Tim Hunkin is something of a legend.
I could crap on about why I think he's a legend, but you'd do better to look at his site, and The Rudiments of Wisdom, which is unquestionably the finest collection of pictorially presented facts ever assembled by a man who can't actually draw worth beans.
I bought the book.
In conjunction with Sheddi Knight Rex Garrod (the uk.rec.sheds FAQ spells neither Rex's name nor, I suspect, his title correctly; they're not really into spelling), Hunkin produced a series of documentaries called The Secret Life Of Machines (SLOM). There were two six-episode series of SLOM, followed by a six-episode series called The Secret Life of the Office. Hunkin's own site for the series, with accompanying, um, documentation, is here.
The SLO-whatever documentaries were all made pretty much when Tim and Rex had a spare moment and shot on small format film with few to no re-takes, so they look a lot older than they are.

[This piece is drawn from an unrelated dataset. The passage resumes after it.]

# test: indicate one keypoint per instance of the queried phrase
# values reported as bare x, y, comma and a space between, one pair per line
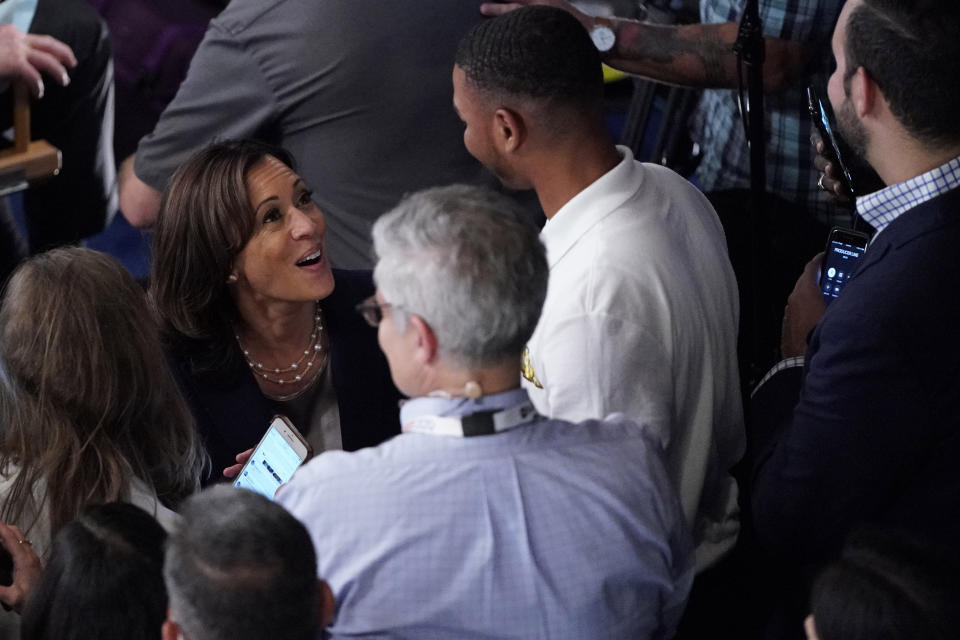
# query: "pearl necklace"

They also contain some of the ropiest animation ever committed to film, and large chunks of archival footage that I fervently hope Tim got for free. Parts of them are also a bit outdated now, but never mind; the innards of VCRs are still interesting.
All three series are, if you're any kind of self-respecting nerd, completely fascinating.
I would go so far as to say delightful.
Why are old washing machines so heavy? What the hell actually happens in a sewing machine, anyway? Can you really record sound using sticky tape and rust? What happens if you stand on a car's accelerator and brake at the same time? Will either Tim or Rex survive the demonstrations they do in the "Electric Light" episode?
All this and more, as they say.
All three series are now available on DVD, from Team Video Pacific, who used to sell them only on
sticky tape and rust VHS.
Back then, I pitched in with some friends and bought the first two series.
We all needed to pitch in, because Team Video charge through the freakin' nose. The two-series set cost $AU236.25, ex postage.
You got six tapes with two episodes per tape, but the episodes are only 25 minutes each. The high tape count is because Team Video expect to be selling to schools, who don't like to put all of their video eggs in one basket.
The price I paid then is the same as the price you'll pay today for the DVD version of those same first two series. You're looking at another $AU198.45 for the third series. The whole lot together, including shipping, will cost an American buyer more than $US400.
You could get seven LOTR boxed sets for that kind of money.
And yet my friends and I still bought the first couple of series. One of us even made DVDs out of 'em.
SLOM is that good, or we are that mad. Take your pick.
Anyway, if you read the pages I linked to above, you'll have noticed that Tim is not exactly clamouring for people to pay the hefty Team Video prices.
In fact, he's openly inviting anybody who's interested to download his work for free.
He provides handy-dandy BitTorrent links for that purpose.
So, you know what? Go ahead and do that, with Tim's blessing and with mine.
The rips in the downloadable versions are not great. Video and audio glitches, aspect ratio problems (so you'll want to use a player like Media Player Classic or VLC that lets you fix that), and one of the filenames invents a thing called the "Internal Bustion Engine".
But they are free. And the guy who made them wants them to be free. And they are totally excellent. And if you do not like them, then I do not like you.
Go to it, people. I'll help seed, and I wanna see those "Peer" numbers rise.